Alertée par les cris en provenance de l’intérieur de Bhelsheved et par la disparition probable du sort de Chuz, la foule à l’extérieur des murs revenait à soi. Certains avaient déjà découvert l’évasion des meurtrières.
D’autres avaient remarqué que l’une des portes était ouverte.
Chuz et la dix-septième meurtrière se glissèrent par l’ouverture, deux ombres indistinctes, tandis que trois cent quatre-vingt-trois personnes s’avançaient en titubant.
Un miroitement hésitant se trouvait dans le ciel oriental. Il régnait un sentiment de confusion et nombreux furent ceux qui considérèrent cette lumière avec peur avant de reconnaître les prémices de l’aube.
— Nous ne quitterons pas la ville tant que cette affaire n’aura pas été réglée, déclarèrent les hommes.
Ils étaient sur les rues en mosaïque, autour du lac, le long des ponts blancs, à la porte du temple central. Non, ils ne voulaient point bouger. Ce sanctuaire sacré, qui était interdit aux hommes sauf en une seule saison, était désormais engorgé et encombré. Il semblait qu’ils ne repartiraient jamais. Ils exigeaient des informations et des mesures. Les prêtres hors de ce monde, qui s’étaient éparpillés comme des oiseaux effrayés devant les cris qui retentissaient sous leurs fenêtres, erraient sans but en groupes voletants. L’hystérie, pour la première fois, les avait touchés. La proximité de ces personnes qui n’avaient pas été invitées, qu’ils ne pouvaient contrôler et que les dieux avaient été incapables de maintenir à l’extérieur, était comme une agression, un viol.
Une nouvelle poignée de messagers était partie à cheval. L’on mandait les anciens et les personnages importants, ceux qui étaient versés dans l’éthique religieuse. Car nuls ne savaient que faire, prêtres ou laïcs. Et aucun des deux côtés n’était prêt à se déplacer pour aider l’autre ou lui concéder quoi que ce fût.
Les seize meurtrières (l’une avait mystérieusement disparu, probablement partie dans le désert hivernal mutilé par les lions) n’avaient pas été pendues. Elles avaient été attachées à un arbre sans feuilles au bord du lac. Elles ne criaient plus, car elles étaient épuisées. Et elles ne cherchaient plus à échapper à la mort, qui, ironiquement, leur était désormais refusée. Certaines avaient tenté de se noyer dans le lac, mais les cordes n’étaient pas assez longues pour permettre de s’y immerger.

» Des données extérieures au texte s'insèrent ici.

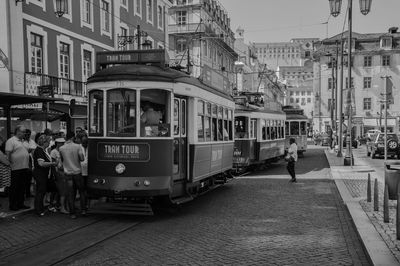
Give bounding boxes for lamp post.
[54,0,68,18]
[328,0,372,165]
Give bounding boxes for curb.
[325,150,400,266]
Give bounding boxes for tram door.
[173,96,187,181]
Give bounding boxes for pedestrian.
[24,128,37,198]
[33,134,55,216]
[81,134,89,209]
[5,125,30,211]
[0,136,11,195]
[60,132,86,219]
[286,138,297,183]
[50,138,68,214]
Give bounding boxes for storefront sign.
[97,142,150,162]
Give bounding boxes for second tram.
[87,50,235,213]
[283,106,308,155]
[233,93,286,171]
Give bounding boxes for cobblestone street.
[0,149,368,265]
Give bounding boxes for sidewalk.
[0,195,34,219]
[325,149,400,265]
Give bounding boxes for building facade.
[254,38,319,70]
[314,28,400,136]
[169,0,237,91]
[277,64,314,118]
[0,0,172,134]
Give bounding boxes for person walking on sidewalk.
[33,135,56,216]
[286,138,297,183]
[5,125,30,211]
[60,132,86,219]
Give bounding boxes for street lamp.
[54,0,67,18]
[328,0,372,165]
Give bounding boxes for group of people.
[0,125,88,219]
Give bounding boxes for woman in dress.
[33,135,56,216]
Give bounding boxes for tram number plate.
[97,142,150,162]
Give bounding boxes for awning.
[364,118,396,127]
[0,92,63,107]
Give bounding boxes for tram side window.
[107,88,136,137]
[140,89,171,137]
[285,121,290,136]
[197,101,204,142]
[235,116,248,139]
[223,109,229,141]
[204,103,211,141]
[211,105,218,141]
[89,91,104,135]
[174,99,180,135]
[300,121,307,136]
[290,121,300,136]
[250,119,257,139]
[218,107,224,141]
[228,110,233,140]
[261,119,269,140]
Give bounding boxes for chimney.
[389,27,399,34]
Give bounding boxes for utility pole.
[344,0,353,166]
[334,40,339,129]
[381,76,390,163]
[136,24,142,50]
[336,39,344,157]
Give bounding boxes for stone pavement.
[325,149,400,265]
[61,150,369,266]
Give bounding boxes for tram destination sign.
[97,142,150,162]
[96,49,167,70]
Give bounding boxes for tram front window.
[140,89,171,137]
[235,116,249,139]
[290,121,300,136]
[300,121,307,136]
[107,88,136,137]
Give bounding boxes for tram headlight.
[115,163,126,174]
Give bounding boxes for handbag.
[285,154,294,163]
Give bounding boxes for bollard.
[374,178,379,212]
[396,183,400,240]
[383,184,389,223]
[367,173,372,202]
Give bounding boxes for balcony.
[168,23,205,34]
[25,72,87,102]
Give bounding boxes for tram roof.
[87,64,233,100]
[286,114,308,120]
[235,104,285,115]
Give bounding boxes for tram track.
[0,217,148,266]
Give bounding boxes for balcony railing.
[25,72,87,98]
[168,23,205,34]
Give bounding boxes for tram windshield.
[140,89,171,137]
[89,90,104,136]
[107,88,136,137]
[235,116,249,139]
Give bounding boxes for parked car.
[343,134,358,149]
[367,133,400,159]
[321,133,332,146]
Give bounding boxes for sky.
[219,0,400,42]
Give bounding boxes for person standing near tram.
[5,125,30,211]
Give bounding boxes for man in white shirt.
[286,138,297,183]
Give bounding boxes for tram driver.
[140,102,162,136]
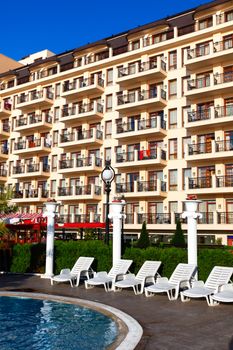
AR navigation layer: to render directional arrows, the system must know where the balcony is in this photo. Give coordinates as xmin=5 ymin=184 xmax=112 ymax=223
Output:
xmin=57 ymin=184 xmax=101 ymax=203
xmin=0 ymin=167 xmax=7 ymax=182
xmin=116 ymin=179 xmax=167 ymax=199
xmin=185 ymin=39 xmax=233 ymax=70
xmin=116 ymin=57 xmax=167 ymax=86
xmin=0 ymin=101 xmax=12 ymax=119
xmin=61 ymin=75 xmax=104 ymax=99
xmin=184 ymin=104 xmax=233 ymax=131
xmin=185 ymin=71 xmax=233 ymax=99
xmin=12 ymin=188 xmax=49 ymax=203
xmin=0 ymin=144 xmax=9 ymax=161
xmin=0 ymin=119 xmax=10 ymax=140
xmin=114 ymin=116 xmax=167 ymax=140
xmin=56 ymin=212 xmax=100 ymax=225
xmin=116 ymin=86 xmax=167 ymax=112
xmin=12 ymin=162 xmax=50 ymax=179
xmin=59 ymin=128 xmax=103 ymax=149
xmin=15 ymin=89 xmax=54 ymax=110
xmin=12 ymin=137 xmax=51 ymax=157
xmin=115 ymin=147 xmax=167 ymax=169
xmin=58 ymin=156 xmax=102 ymax=175
xmin=14 ymin=114 xmax=52 ymax=134
xmin=60 ymin=101 xmax=103 ymax=125
xmin=185 ymin=140 xmax=233 ymax=163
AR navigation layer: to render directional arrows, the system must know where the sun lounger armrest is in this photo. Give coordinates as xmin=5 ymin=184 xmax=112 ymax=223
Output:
xmin=95 ymin=271 xmax=108 ymax=277
xmin=123 ymin=273 xmax=136 ymax=280
xmin=192 ymin=281 xmax=205 ymax=287
xmin=156 ymin=277 xmax=168 ymax=283
xmin=219 ymin=283 xmax=233 ymax=292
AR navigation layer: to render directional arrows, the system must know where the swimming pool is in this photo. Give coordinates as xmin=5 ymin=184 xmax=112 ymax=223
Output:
xmin=0 ymin=296 xmax=118 ymax=350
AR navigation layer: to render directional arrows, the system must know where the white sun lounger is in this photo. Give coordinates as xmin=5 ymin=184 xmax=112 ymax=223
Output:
xmin=113 ymin=261 xmax=161 ymax=295
xmin=145 ymin=263 xmax=196 ymax=300
xmin=51 ymin=256 xmax=94 ymax=287
xmin=85 ymin=259 xmax=133 ymax=292
xmin=180 ymin=266 xmax=233 ymax=306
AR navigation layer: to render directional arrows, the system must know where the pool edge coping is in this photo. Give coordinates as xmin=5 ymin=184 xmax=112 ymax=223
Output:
xmin=0 ymin=291 xmax=143 ymax=350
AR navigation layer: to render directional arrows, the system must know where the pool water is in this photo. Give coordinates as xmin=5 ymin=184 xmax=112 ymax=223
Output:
xmin=0 ymin=297 xmax=118 ymax=350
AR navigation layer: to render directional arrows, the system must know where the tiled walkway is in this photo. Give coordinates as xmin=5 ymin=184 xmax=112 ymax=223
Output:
xmin=0 ymin=275 xmax=233 ymax=350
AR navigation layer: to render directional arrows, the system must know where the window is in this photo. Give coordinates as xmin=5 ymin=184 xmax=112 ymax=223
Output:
xmin=169 ymin=51 xmax=177 ymax=70
xmin=107 ymin=68 xmax=113 ymax=85
xmin=182 ymin=137 xmax=191 ymax=158
xmin=53 ymin=131 xmax=58 ymax=147
xmin=169 ymin=79 xmax=177 ymax=99
xmin=225 ymin=11 xmax=233 ymax=22
xmin=132 ymin=40 xmax=140 ymax=50
xmin=106 ymin=95 xmax=112 ymax=112
xmin=50 ymin=180 xmax=57 ymax=197
xmin=104 ymin=147 xmax=112 ymax=160
xmin=169 ymin=139 xmax=177 ymax=160
xmin=55 ymin=83 xmax=61 ymax=98
xmin=169 ymin=109 xmax=177 ymax=129
xmin=169 ymin=169 xmax=178 ymax=191
xmin=54 ymin=107 xmax=60 ymax=123
xmin=199 ymin=16 xmax=213 ymax=30
xmin=183 ymin=168 xmax=191 ymax=191
xmin=181 ymin=46 xmax=190 ymax=67
xmin=105 ymin=120 xmax=112 ymax=139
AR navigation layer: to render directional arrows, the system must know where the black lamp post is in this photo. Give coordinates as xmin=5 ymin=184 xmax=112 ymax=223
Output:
xmin=101 ymin=160 xmax=115 ymax=245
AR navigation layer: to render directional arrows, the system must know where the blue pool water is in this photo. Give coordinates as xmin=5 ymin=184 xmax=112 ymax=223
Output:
xmin=0 ymin=297 xmax=117 ymax=350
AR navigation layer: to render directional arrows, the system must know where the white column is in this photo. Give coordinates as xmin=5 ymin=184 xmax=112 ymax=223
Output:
xmin=182 ymin=199 xmax=202 ymax=277
xmin=108 ymin=200 xmax=125 ymax=265
xmin=41 ymin=201 xmax=58 ymax=278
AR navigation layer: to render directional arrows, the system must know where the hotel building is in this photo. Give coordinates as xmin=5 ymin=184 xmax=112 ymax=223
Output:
xmin=0 ymin=0 xmax=233 ymax=244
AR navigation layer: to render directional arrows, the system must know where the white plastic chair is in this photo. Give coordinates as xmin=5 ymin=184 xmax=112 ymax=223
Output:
xmin=180 ymin=266 xmax=233 ymax=306
xmin=85 ymin=259 xmax=133 ymax=292
xmin=210 ymin=284 xmax=233 ymax=306
xmin=113 ymin=261 xmax=161 ymax=295
xmin=145 ymin=263 xmax=197 ymax=300
xmin=51 ymin=256 xmax=94 ymax=287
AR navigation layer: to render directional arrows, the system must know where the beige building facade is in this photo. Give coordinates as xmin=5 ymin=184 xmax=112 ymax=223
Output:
xmin=0 ymin=0 xmax=233 ymax=244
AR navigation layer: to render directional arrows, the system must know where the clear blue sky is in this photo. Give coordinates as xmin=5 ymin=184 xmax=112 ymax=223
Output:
xmin=3 ymin=0 xmax=209 ymax=60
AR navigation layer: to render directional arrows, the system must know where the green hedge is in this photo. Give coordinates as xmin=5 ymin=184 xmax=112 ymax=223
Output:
xmin=5 ymin=241 xmax=233 ymax=280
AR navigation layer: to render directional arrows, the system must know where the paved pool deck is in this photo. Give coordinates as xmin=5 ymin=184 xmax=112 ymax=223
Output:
xmin=0 ymin=274 xmax=233 ymax=350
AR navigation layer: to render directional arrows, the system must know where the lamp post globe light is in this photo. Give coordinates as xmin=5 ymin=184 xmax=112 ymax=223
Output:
xmin=101 ymin=160 xmax=115 ymax=245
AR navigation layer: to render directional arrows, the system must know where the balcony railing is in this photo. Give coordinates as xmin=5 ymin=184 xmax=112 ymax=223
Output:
xmin=117 ymin=89 xmax=166 ymax=106
xmin=214 ymin=104 xmax=233 ymax=118
xmin=189 ymin=176 xmax=212 ymax=189
xmin=215 ymin=140 xmax=233 ymax=152
xmin=63 ymin=77 xmax=104 ymax=92
xmin=218 ymin=212 xmax=233 ymax=225
xmin=17 ymin=90 xmax=54 ymax=104
xmin=0 ymin=169 xmax=7 ymax=177
xmin=62 ymin=103 xmax=103 ymax=118
xmin=116 ymin=149 xmax=166 ymax=163
xmin=59 ymin=157 xmax=102 ymax=169
xmin=188 ymin=142 xmax=212 ymax=155
xmin=116 ymin=118 xmax=166 ymax=134
xmin=58 ymin=185 xmax=101 ymax=196
xmin=216 ymin=175 xmax=233 ymax=187
xmin=138 ymin=213 xmax=171 ymax=224
xmin=60 ymin=128 xmax=103 ymax=142
xmin=214 ymin=70 xmax=233 ymax=85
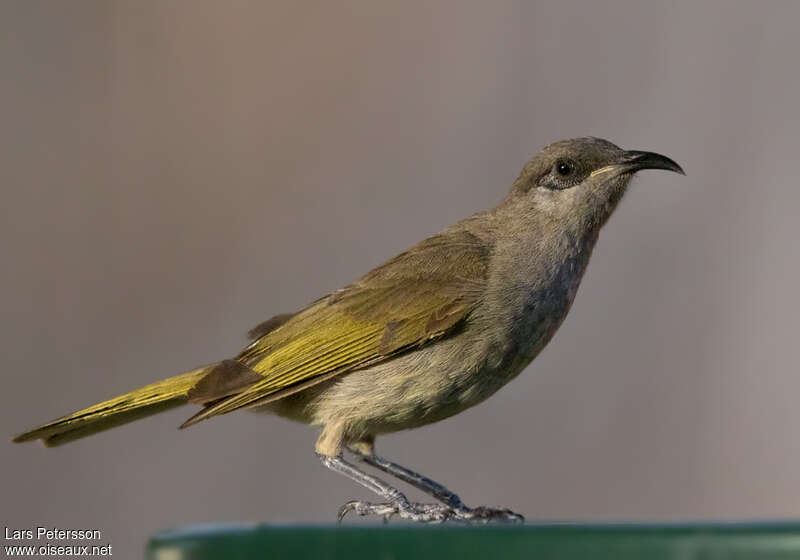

Frustrées, elles fixaient le sol.
— Qu’avez-vous vu ? leur avait-on demandé.
Elles avaient répondu avec force détails. Elles avaient expliqué le préjudice et l’humiliation qu’elles avaient subis... la vierge qui attendait un enfant, la femme du dieu.
Rien d’étonnant à ce que la foule refusât de partir. Rien d’étonnant à ce que l’on eût fait mander les anciens et les philosophes.